My sons are 3&10 and we use a reward chart and I have like a treat box full of little bits and pieces like colouring book pens colours £5 toys little stocking filler type items that I no the boys will like and if they get so many ticks they get to choose one they would like and they get to suggest things to put in the box it works for us x
 
Also I’m just thinking if the problem is them not getting along you could do a joint reward chart and at the weekend you could all do a family activity like go to the park go swimming do something fun as a family as a reward that way they have to work together x
 
We have magnets for doing chores etc and they love nothing more than an extra amount of bedtime story. Usually it ends up being extra laptop time due to the way day to day life works but equally the laptop gets banned if they are rude etc (the laptop is the only thing that goes as it leads to nasty attributes in them when they are on it too long anyway).
Craft time suits my eldest down to the ground but baking is the other one's happy place. It needs to be a balance and reward each individually as well as together sometimes. Good luck as I know winning kids attitudes back is never easy xx
 
We tried a cash one over the summer hols - £1 a day. Could have got £42 and they got £35 & £39 which was quite good going. The reward was a trip to a toy shop at the end.

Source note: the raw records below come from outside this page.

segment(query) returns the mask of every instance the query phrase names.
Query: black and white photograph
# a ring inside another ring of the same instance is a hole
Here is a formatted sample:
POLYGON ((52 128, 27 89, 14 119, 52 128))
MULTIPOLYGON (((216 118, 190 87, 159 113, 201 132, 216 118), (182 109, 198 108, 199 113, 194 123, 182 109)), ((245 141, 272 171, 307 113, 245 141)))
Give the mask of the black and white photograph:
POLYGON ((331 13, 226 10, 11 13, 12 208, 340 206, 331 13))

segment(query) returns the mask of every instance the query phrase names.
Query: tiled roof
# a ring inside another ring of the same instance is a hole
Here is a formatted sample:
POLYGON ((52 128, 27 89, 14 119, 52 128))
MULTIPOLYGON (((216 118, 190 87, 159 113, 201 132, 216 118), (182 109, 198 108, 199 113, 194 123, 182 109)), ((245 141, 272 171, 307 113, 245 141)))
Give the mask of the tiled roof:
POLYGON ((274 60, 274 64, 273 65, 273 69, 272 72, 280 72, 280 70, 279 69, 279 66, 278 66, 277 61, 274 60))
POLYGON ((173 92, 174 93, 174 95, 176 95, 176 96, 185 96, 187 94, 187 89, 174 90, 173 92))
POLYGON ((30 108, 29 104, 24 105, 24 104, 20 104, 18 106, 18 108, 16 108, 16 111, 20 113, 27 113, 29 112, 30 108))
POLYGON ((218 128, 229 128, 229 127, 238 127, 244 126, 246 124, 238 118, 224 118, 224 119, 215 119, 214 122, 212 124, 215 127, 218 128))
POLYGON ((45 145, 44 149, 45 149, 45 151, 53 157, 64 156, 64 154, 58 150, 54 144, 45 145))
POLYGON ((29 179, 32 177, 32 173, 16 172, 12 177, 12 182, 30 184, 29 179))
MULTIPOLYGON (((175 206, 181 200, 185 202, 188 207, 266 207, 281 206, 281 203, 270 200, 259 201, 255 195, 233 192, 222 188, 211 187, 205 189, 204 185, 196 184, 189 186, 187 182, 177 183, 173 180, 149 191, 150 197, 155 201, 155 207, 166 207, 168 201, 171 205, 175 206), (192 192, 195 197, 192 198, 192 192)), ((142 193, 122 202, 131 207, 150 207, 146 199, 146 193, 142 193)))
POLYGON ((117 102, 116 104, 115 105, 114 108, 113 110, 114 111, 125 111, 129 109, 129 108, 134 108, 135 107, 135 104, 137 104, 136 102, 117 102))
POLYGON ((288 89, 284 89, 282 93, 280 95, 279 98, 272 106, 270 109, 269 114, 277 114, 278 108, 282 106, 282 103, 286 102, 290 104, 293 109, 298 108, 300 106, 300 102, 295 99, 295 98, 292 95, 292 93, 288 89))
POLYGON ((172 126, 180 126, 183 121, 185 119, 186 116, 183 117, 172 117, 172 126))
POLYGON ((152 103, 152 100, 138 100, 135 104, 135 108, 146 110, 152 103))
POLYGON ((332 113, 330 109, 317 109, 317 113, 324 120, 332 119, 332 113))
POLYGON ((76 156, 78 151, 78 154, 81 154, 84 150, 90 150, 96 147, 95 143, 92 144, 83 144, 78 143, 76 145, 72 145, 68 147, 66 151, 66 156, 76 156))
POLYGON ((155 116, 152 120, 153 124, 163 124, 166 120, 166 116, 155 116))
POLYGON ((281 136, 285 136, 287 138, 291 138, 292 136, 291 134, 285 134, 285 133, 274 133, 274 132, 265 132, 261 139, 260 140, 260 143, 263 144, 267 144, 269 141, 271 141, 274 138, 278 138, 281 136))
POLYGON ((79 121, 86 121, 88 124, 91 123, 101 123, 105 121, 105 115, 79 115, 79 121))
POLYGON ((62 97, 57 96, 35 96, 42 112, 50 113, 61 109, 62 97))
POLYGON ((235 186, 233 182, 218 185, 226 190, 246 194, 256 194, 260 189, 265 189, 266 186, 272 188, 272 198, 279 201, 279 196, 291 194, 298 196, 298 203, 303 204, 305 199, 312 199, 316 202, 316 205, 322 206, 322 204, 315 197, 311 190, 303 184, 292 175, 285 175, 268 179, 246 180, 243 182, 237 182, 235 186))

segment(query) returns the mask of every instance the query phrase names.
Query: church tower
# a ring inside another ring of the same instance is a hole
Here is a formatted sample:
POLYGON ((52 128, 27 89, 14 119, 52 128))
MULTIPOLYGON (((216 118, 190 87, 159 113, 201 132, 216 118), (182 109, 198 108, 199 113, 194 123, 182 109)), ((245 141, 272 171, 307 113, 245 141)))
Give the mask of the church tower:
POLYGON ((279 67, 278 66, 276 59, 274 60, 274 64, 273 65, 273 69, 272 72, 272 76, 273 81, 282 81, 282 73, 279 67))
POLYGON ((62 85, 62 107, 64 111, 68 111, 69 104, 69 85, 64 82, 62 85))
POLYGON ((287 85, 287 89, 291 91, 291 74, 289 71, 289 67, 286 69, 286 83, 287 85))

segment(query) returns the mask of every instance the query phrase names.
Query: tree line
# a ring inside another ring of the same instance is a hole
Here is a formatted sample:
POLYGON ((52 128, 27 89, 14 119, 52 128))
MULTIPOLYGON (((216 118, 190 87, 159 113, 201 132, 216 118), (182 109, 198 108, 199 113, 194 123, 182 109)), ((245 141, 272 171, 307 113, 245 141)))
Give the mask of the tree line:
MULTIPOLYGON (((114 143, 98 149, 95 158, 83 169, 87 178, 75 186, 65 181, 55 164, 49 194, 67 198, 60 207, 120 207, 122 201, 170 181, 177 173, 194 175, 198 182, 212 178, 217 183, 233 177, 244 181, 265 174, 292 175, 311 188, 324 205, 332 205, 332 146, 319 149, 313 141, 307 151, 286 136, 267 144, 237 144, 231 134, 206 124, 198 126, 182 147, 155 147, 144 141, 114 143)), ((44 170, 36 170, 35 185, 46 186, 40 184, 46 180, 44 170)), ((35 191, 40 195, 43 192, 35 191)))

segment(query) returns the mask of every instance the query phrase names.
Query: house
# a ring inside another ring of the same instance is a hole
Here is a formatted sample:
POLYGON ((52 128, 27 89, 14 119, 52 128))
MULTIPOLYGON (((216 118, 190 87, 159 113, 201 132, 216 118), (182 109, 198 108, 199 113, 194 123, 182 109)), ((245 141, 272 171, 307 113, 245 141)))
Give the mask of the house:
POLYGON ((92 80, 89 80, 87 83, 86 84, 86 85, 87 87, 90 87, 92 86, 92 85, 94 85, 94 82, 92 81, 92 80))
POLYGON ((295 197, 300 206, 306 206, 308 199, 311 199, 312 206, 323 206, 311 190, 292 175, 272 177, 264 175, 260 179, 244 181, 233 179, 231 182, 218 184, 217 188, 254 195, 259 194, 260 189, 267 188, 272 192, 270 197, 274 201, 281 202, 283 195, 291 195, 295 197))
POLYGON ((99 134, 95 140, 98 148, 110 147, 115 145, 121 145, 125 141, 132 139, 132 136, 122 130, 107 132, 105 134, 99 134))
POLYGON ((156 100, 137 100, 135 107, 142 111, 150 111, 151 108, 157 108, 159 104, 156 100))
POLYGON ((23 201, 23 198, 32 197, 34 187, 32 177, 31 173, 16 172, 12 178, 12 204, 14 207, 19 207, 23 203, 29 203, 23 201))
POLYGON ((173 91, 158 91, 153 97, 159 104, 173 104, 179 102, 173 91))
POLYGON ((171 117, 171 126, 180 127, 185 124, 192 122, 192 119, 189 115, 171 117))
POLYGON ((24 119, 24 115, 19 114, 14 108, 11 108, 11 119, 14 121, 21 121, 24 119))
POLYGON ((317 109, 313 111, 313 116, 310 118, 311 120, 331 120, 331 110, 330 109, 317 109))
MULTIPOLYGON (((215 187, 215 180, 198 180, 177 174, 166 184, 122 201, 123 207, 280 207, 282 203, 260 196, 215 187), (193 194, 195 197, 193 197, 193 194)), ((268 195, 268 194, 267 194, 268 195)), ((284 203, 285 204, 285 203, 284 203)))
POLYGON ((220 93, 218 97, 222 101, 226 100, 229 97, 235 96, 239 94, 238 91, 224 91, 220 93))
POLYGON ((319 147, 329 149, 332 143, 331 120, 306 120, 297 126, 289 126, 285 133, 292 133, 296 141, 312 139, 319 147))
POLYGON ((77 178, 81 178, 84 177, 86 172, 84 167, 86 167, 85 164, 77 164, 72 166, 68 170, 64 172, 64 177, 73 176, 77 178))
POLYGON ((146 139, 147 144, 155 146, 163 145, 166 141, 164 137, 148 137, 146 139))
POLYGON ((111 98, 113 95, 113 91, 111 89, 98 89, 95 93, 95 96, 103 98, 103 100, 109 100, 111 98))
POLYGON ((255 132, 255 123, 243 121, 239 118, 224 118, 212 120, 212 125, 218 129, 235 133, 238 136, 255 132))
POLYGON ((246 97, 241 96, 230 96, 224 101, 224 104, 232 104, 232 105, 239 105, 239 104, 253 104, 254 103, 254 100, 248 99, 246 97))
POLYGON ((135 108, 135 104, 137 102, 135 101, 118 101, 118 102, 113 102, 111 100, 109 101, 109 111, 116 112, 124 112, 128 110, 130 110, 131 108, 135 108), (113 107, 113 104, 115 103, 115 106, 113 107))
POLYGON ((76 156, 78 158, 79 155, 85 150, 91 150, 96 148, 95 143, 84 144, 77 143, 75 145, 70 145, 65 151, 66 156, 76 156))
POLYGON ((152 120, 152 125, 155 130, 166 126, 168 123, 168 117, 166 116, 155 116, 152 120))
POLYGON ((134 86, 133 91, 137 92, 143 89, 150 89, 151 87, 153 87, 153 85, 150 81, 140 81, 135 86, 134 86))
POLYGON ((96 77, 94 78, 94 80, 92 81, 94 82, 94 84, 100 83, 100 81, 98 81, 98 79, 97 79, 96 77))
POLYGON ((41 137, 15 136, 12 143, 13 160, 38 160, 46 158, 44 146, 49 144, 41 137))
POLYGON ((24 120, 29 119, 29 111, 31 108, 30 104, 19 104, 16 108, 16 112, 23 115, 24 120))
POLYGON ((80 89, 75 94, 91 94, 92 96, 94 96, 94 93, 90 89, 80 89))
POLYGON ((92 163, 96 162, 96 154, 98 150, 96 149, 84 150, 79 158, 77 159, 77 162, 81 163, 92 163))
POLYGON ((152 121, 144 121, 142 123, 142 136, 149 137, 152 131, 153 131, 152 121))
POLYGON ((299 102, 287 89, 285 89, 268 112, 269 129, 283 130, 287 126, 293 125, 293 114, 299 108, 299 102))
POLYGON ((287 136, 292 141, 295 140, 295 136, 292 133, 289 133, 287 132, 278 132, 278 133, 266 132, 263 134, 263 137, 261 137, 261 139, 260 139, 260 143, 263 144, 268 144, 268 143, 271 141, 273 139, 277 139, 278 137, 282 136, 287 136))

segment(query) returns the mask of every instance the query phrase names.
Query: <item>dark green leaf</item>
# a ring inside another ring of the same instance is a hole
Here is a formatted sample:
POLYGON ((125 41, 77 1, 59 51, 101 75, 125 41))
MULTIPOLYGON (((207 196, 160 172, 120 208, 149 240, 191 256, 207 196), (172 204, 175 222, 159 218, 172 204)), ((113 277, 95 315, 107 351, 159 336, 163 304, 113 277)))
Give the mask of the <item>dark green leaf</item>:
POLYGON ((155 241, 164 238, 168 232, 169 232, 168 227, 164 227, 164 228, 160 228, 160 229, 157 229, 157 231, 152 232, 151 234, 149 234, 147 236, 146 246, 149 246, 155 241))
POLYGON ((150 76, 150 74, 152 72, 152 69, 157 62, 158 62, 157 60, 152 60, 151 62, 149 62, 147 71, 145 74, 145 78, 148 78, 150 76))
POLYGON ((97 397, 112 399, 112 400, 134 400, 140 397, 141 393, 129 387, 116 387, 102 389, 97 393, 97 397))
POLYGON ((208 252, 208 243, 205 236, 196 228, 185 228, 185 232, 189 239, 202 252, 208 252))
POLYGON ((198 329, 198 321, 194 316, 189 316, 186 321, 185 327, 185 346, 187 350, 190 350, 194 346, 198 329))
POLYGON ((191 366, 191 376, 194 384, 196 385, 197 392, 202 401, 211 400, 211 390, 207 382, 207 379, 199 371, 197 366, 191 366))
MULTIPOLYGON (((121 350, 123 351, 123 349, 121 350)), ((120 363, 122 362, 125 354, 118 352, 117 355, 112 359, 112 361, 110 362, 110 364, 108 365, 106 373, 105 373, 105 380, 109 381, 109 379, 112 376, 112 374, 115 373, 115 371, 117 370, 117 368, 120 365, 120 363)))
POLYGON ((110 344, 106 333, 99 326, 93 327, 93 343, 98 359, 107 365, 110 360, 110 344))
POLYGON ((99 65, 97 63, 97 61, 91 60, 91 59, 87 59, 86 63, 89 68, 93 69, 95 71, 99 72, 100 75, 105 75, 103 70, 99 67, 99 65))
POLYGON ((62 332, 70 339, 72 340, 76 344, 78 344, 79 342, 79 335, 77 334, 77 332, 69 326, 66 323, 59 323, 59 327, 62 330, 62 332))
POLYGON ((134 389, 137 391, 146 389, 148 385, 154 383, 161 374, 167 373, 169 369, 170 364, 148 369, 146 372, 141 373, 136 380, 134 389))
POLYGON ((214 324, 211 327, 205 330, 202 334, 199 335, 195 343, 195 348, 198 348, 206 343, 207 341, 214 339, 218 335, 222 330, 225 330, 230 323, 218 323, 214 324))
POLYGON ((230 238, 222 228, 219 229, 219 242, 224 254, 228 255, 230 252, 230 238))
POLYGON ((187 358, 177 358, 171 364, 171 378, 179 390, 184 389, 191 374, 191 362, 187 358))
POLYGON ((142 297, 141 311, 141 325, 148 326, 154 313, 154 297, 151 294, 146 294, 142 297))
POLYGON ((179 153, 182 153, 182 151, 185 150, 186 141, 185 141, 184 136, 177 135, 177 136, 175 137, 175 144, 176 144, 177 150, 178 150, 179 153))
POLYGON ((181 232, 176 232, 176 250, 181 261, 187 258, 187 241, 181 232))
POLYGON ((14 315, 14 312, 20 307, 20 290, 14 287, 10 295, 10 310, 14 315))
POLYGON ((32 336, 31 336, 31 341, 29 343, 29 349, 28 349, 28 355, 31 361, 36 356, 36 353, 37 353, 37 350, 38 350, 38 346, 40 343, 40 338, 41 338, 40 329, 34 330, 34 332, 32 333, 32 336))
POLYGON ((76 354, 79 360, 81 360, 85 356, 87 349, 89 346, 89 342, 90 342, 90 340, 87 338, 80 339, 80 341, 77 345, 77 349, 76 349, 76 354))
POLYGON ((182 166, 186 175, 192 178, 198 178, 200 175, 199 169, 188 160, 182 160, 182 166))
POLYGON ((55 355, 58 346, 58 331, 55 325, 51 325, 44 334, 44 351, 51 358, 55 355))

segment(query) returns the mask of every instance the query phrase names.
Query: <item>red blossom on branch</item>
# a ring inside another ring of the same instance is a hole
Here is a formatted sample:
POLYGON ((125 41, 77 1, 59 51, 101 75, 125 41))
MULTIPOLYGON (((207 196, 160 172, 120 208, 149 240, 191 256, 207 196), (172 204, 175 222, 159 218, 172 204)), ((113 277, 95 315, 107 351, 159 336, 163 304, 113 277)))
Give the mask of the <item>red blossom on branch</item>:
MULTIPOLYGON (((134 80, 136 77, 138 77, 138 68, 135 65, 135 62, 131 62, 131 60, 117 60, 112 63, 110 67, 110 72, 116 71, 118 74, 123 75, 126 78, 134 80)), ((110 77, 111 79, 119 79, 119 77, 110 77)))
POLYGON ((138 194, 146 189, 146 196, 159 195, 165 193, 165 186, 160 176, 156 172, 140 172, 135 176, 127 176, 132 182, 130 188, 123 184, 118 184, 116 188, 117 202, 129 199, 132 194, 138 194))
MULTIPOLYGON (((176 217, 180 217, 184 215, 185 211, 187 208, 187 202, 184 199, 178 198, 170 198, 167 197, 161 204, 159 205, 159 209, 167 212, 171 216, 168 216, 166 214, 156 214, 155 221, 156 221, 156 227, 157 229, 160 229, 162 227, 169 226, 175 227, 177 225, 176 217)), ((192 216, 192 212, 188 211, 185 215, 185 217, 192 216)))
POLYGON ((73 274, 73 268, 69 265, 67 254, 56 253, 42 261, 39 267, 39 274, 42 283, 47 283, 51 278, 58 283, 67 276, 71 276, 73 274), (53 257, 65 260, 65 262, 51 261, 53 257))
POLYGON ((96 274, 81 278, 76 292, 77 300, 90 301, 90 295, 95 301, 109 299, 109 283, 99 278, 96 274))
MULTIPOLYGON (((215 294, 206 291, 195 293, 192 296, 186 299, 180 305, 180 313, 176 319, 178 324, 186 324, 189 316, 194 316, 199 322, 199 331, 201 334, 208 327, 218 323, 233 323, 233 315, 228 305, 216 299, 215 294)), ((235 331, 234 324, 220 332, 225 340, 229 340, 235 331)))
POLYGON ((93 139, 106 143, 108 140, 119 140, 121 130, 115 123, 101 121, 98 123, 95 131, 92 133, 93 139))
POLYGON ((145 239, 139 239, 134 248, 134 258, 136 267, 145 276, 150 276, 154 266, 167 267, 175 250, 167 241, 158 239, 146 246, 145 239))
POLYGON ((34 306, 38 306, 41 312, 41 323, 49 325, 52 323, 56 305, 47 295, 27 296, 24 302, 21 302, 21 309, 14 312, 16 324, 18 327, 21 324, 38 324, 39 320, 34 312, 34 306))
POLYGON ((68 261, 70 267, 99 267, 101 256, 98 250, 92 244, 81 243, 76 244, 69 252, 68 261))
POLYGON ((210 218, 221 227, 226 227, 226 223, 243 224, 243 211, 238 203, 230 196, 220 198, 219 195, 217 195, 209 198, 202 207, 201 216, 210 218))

Worked more or less for us but was a fixed period (6 weeks)
Good luck x
 
I haven’t got a clue what to advise you my lovely just wish you good luck, you will all get through this together xxx
 
Follow a group on here called @keepit. Amazing for advice and also teaches you scripts of what to say you feel you’re going to react. I use it for the SEN I work with, it’s changed my whole vocab
 
I’ve also just seen your edit, my children lost their dad in November last year and are still awaiting bereavement councelling from St Luke’s.
My son has autism and I don’t have family support.. it’s bloody hard and the mum guilt is real but I bet you’re doing a damn good job even if you don’t feel it xxx
 
I have no advice in your situation, you have all been through so much. All I would say is that as awful as it seems this horrible arguing is possibly quite normal. My boys cam be lovely together (12 and 9) but also so spiteful. Following advice from friends I tried to create times for them to actually have space from each other I.e. a family member that takes them out, or a trip with friends and you do something with the other
 
This sounds like my older 2 and they’re not grieving they are 8 and 6 and I also react because hearing arguing from the minute you wake up till the minute you go to bed is bloody exhausting..
they are nice to each other sometimes and that’s lovely but mainly arguing over such shitty stuff.
I have no advise I just wanted to say I feel you.